The head of the army's military operations unit, Maj. Gen. Giora Eiland, acknowledged that in purely military terms, the army would be better off if it did not have to protect some of the more isolated settlements which are situated among dense Palestinian population centers.

But he said Israel is "not going to evacuate any settlements just as part of the pressure of the Palestinians".

"It will be a strategic mistake to do it right now so we are not going to do it even if there are some military benefits."

Israeli analysts agree that while Israel will have to dismantle most of the settlements under any peace treaty with the Palestinians, it could never withdraw from Jewish settlements under the barrel of a gun.

Shai Feldman from Tel Aviv University's Jaffee Centre for Strategic Studies said abandoning settlements, unless in the context of peace negotiations, would send a dangerous message to the Palestinians and shatter hopes for a lasting peace.

Feldman said Israel could not afford to give the other side the impression that whenever it reached a crisis or deadlock, it could turn to violence and Israel would run away.

"That will be a rotten basis for co-existence between Israel and the Palestinians," he said.

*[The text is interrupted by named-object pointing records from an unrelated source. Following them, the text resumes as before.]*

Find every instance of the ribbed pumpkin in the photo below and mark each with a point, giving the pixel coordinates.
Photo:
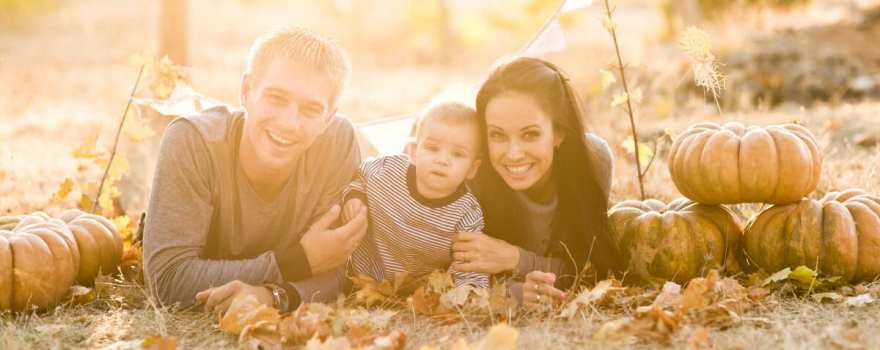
(839, 234)
(714, 164)
(675, 242)
(39, 260)
(100, 245)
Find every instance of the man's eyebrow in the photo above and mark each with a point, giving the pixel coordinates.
(307, 102)
(277, 91)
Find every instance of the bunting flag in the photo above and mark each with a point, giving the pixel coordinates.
(551, 38)
(571, 5)
(387, 135)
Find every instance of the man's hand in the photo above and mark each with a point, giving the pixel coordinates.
(538, 290)
(218, 299)
(328, 248)
(476, 252)
(351, 208)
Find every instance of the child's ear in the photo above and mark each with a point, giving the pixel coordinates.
(474, 167)
(409, 148)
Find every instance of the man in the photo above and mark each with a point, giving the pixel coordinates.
(244, 202)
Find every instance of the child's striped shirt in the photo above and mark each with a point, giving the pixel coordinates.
(410, 233)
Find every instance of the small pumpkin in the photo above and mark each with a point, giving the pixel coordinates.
(714, 164)
(100, 245)
(839, 234)
(678, 241)
(39, 260)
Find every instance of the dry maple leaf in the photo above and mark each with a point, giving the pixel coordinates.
(439, 282)
(262, 335)
(313, 320)
(370, 292)
(699, 340)
(500, 337)
(246, 310)
(158, 342)
(588, 297)
(63, 190)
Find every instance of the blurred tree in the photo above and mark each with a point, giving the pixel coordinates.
(679, 14)
(14, 13)
(173, 30)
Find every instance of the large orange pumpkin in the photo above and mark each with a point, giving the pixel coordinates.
(100, 245)
(675, 242)
(714, 164)
(839, 235)
(39, 260)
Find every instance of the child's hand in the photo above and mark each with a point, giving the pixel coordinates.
(351, 208)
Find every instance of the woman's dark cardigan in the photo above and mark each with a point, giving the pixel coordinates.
(504, 220)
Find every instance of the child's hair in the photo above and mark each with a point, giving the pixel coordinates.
(448, 112)
(303, 46)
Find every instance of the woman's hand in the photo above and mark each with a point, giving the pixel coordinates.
(476, 252)
(351, 209)
(218, 299)
(538, 290)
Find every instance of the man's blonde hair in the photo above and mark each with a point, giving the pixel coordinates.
(303, 46)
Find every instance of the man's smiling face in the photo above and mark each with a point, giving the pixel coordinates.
(288, 106)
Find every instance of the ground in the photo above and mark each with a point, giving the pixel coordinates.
(68, 72)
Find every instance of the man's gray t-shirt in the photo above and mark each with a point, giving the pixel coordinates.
(207, 226)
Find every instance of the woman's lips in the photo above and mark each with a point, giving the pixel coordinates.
(279, 140)
(519, 169)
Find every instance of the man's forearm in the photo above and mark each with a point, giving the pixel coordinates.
(178, 279)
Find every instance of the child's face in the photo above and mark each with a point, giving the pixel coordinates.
(446, 154)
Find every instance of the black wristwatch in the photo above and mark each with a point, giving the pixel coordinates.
(279, 296)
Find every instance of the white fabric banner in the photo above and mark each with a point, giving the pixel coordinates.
(571, 5)
(550, 39)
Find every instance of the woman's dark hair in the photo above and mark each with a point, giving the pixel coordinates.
(582, 198)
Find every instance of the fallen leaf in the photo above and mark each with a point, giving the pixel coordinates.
(158, 342)
(645, 152)
(457, 297)
(615, 331)
(607, 78)
(246, 310)
(819, 297)
(88, 149)
(803, 275)
(779, 276)
(699, 339)
(309, 321)
(81, 295)
(588, 297)
(439, 282)
(370, 292)
(619, 99)
(670, 295)
(63, 190)
(500, 337)
(136, 128)
(330, 343)
(859, 300)
(123, 227)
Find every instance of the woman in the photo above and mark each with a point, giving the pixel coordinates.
(543, 186)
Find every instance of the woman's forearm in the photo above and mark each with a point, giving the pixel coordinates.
(529, 261)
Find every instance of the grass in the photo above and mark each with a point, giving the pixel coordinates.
(72, 75)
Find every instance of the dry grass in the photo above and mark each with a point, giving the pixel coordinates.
(69, 73)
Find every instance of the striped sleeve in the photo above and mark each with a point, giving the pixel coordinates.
(360, 181)
(471, 221)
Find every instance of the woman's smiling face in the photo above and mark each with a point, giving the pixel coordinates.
(521, 139)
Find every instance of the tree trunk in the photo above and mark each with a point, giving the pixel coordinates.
(173, 29)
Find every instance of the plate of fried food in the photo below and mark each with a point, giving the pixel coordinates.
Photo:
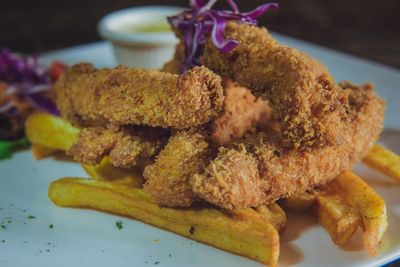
(243, 150)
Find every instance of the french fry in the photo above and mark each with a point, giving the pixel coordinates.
(50, 131)
(251, 237)
(272, 213)
(384, 160)
(301, 202)
(104, 171)
(40, 152)
(369, 205)
(338, 218)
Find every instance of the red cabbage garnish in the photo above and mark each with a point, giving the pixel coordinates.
(201, 21)
(27, 78)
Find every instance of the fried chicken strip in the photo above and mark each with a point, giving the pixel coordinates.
(127, 96)
(256, 170)
(303, 96)
(167, 180)
(242, 113)
(125, 146)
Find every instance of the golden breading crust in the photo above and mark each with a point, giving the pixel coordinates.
(125, 146)
(167, 180)
(121, 96)
(256, 170)
(304, 98)
(242, 113)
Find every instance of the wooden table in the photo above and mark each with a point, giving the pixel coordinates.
(366, 28)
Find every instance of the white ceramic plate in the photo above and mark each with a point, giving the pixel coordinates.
(90, 238)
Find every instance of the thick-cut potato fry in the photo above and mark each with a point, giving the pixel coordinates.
(50, 131)
(383, 160)
(272, 213)
(301, 202)
(40, 152)
(250, 236)
(369, 205)
(338, 218)
(107, 172)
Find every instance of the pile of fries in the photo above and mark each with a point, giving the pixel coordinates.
(341, 206)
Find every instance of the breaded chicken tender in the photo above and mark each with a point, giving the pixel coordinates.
(305, 100)
(125, 146)
(256, 170)
(167, 180)
(242, 113)
(122, 96)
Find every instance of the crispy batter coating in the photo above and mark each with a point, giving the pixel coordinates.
(242, 113)
(167, 180)
(305, 100)
(126, 146)
(256, 170)
(122, 96)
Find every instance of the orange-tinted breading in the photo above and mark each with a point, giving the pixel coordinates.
(167, 179)
(242, 113)
(304, 98)
(121, 96)
(257, 170)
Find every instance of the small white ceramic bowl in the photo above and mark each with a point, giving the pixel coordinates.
(134, 47)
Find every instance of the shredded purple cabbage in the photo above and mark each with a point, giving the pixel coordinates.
(201, 21)
(27, 78)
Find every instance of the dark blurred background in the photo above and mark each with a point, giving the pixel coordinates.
(366, 28)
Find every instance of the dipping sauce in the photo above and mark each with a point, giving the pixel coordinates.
(147, 28)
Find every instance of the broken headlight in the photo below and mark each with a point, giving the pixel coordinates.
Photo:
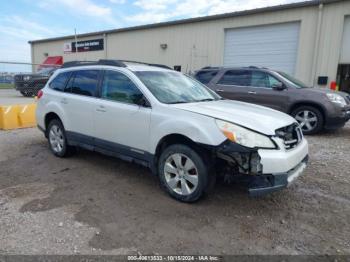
(243, 136)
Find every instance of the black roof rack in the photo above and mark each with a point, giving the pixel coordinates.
(118, 63)
(149, 64)
(211, 67)
(99, 62)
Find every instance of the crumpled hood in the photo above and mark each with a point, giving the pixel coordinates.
(258, 118)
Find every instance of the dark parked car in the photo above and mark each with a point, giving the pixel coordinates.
(313, 108)
(30, 84)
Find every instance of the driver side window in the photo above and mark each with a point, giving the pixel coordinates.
(118, 87)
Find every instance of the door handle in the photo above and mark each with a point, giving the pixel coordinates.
(101, 108)
(64, 101)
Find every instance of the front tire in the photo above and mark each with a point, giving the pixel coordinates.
(309, 118)
(58, 140)
(27, 93)
(183, 173)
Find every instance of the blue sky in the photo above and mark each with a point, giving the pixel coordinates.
(24, 20)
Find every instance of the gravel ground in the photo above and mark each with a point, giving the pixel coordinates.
(92, 204)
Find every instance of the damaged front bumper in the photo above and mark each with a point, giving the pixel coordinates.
(268, 183)
(265, 170)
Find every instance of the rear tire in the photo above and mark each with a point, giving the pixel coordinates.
(57, 139)
(310, 119)
(183, 173)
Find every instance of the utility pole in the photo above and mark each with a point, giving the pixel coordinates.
(76, 42)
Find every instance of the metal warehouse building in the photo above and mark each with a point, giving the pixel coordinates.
(310, 40)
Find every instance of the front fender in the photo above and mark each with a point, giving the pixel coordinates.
(200, 130)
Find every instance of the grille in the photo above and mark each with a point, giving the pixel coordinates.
(291, 135)
(18, 78)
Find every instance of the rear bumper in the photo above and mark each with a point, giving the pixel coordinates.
(268, 183)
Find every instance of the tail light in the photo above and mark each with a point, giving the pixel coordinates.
(40, 94)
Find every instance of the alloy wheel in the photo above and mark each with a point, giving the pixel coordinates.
(307, 120)
(181, 174)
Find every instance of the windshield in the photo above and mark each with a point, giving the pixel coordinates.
(45, 71)
(291, 80)
(174, 87)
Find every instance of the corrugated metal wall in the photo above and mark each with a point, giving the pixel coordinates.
(194, 45)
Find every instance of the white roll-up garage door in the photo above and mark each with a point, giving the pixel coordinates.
(345, 51)
(273, 46)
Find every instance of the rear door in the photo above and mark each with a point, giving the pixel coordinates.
(234, 84)
(263, 92)
(78, 103)
(121, 125)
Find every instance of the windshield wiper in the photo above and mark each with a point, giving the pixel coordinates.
(179, 102)
(206, 99)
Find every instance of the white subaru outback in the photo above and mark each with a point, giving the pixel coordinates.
(184, 132)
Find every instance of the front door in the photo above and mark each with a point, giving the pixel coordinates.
(78, 104)
(121, 125)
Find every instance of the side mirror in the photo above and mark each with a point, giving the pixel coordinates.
(142, 101)
(279, 86)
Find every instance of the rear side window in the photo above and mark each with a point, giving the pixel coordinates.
(260, 79)
(85, 82)
(59, 82)
(118, 87)
(206, 76)
(236, 78)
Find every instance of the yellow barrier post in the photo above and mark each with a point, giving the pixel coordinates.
(17, 116)
(26, 115)
(9, 117)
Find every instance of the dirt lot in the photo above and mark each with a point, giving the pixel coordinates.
(92, 204)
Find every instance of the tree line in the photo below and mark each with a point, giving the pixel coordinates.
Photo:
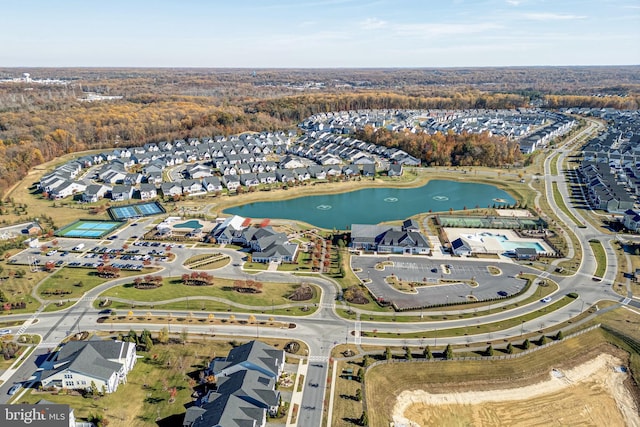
(449, 149)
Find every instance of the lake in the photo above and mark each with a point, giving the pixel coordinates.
(376, 205)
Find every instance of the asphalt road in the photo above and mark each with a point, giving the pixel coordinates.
(324, 329)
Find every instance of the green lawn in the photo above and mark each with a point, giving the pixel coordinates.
(272, 293)
(144, 400)
(480, 328)
(77, 281)
(554, 164)
(200, 305)
(481, 309)
(600, 256)
(563, 207)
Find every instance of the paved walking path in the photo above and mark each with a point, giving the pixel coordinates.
(332, 392)
(296, 396)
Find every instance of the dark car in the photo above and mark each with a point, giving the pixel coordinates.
(14, 389)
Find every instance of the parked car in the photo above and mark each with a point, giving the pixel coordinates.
(14, 389)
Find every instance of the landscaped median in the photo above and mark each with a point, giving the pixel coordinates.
(171, 293)
(69, 282)
(480, 309)
(481, 328)
(210, 261)
(185, 319)
(601, 257)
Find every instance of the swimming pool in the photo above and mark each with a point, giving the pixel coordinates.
(507, 244)
(194, 223)
(511, 246)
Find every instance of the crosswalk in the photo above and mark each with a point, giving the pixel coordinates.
(29, 321)
(357, 333)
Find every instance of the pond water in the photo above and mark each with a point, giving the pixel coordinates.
(376, 205)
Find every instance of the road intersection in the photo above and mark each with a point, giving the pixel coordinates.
(324, 329)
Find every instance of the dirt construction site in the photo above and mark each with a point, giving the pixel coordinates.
(593, 393)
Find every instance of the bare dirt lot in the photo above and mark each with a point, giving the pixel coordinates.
(592, 393)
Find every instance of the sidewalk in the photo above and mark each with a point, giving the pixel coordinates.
(332, 393)
(296, 396)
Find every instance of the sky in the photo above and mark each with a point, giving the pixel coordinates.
(318, 33)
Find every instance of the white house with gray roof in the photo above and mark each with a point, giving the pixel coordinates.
(78, 364)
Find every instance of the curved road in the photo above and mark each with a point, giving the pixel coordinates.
(324, 329)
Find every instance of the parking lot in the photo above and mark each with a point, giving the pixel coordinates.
(123, 250)
(431, 271)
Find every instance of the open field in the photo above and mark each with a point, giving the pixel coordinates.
(557, 197)
(600, 256)
(479, 328)
(592, 393)
(77, 281)
(480, 308)
(272, 293)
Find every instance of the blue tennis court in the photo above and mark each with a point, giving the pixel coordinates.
(135, 211)
(90, 229)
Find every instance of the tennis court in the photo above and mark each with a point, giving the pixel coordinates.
(90, 229)
(120, 213)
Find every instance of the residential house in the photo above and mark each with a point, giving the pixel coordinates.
(631, 220)
(385, 239)
(94, 192)
(191, 186)
(211, 184)
(66, 189)
(170, 189)
(148, 191)
(81, 364)
(232, 182)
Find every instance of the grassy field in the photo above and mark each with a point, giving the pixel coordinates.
(475, 375)
(144, 400)
(600, 256)
(195, 304)
(557, 197)
(77, 281)
(346, 408)
(480, 309)
(61, 212)
(553, 163)
(479, 328)
(17, 283)
(272, 293)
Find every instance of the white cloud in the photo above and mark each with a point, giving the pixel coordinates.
(435, 30)
(552, 17)
(372, 24)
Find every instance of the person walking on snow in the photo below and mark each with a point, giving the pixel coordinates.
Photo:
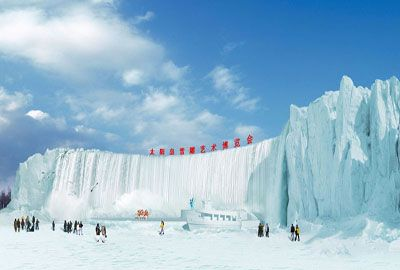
(260, 230)
(80, 228)
(98, 232)
(162, 227)
(297, 232)
(292, 233)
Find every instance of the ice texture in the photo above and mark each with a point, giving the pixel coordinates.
(336, 158)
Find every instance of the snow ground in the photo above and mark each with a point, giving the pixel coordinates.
(137, 245)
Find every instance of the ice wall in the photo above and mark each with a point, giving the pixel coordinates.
(130, 182)
(336, 158)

Even Israel's Peace Now group which has launched a media blitz calling on the government to announce its intention to dismantle isolated settlements admits this can only be done as a goodwill gesture in the framework of negotiations.

"It would be very nice if we could just pick up and leave...but unfortunately it just can't be done," said Peace Now activist and political scientist Galia Golan.

Among the settlements she lists are Netzarim and Kfar Darom in the Gaza Strip and several West Bank settlements including three in the heart of the divided town of Hebron.

"We are not talking about doing all this unilaterally. We think there has to be an agreement between the sides," she said.

Golan said any sort of unilateral withdrawal was impractical because extracting the 200,000 Israelis who live in the West Bank and Gaza could only be done through a negotiated agreement.

Also, she said, Israel's security concerns would need to be safeguarded in a deal and a lasting peace could only be ensured if it were enshrined in a peace treaty.

Feldman said that anyway, it would be political suicide for an Israeli leader to dismantle settlements on land that many Jews believe is their biblical birthright, without cementing it in a peace treaty with the Palestinians.

Palestinian analyst Khalil Shikaki said Palestinians had realized they could not gain occupied lands through an "armed struggle" and had changed tactics to a "non-violent Intifada (uprising)" to "create instability in the Israeli-Palestinian relationship in order to ensure their future is not put aside."

Prof. Ephraim Yaar, a public opinion expert, said Israeli reaction to violence in areas they see as on their doorstep will be quite different to the Lebanon scenario, where regular casualties led to public pressure for a withdrawal.

"They (the Palestinians) are attacking nearer to Israeli homes," he said. "The Israelis now feel they are threatened personally and they draw what you might call a moral line. After all, south Lebanon was never considered part of Israel."

Yaar said that while 75 percent of Israelis favor dismantling isolated settlements as part of a peace agreement with the Palestinians, only 13 percent support unilaterally evacuating settlements under fire.

"Israelis don't want to feel that they are pushed out. They want to be reassured that once they evacuate those settlements and give the territory to the Palestinians that the Palestinians will not come with new demands," Yaar said.

Palestinians say their uprising will never end as long as settlements remain on occupied land. But Israel has dug in its heels.

As one senior Israeli security official, speaking on condition he was not identified, put it: "In the part of the world we live in, once you start withdrawing under fire, you never stop".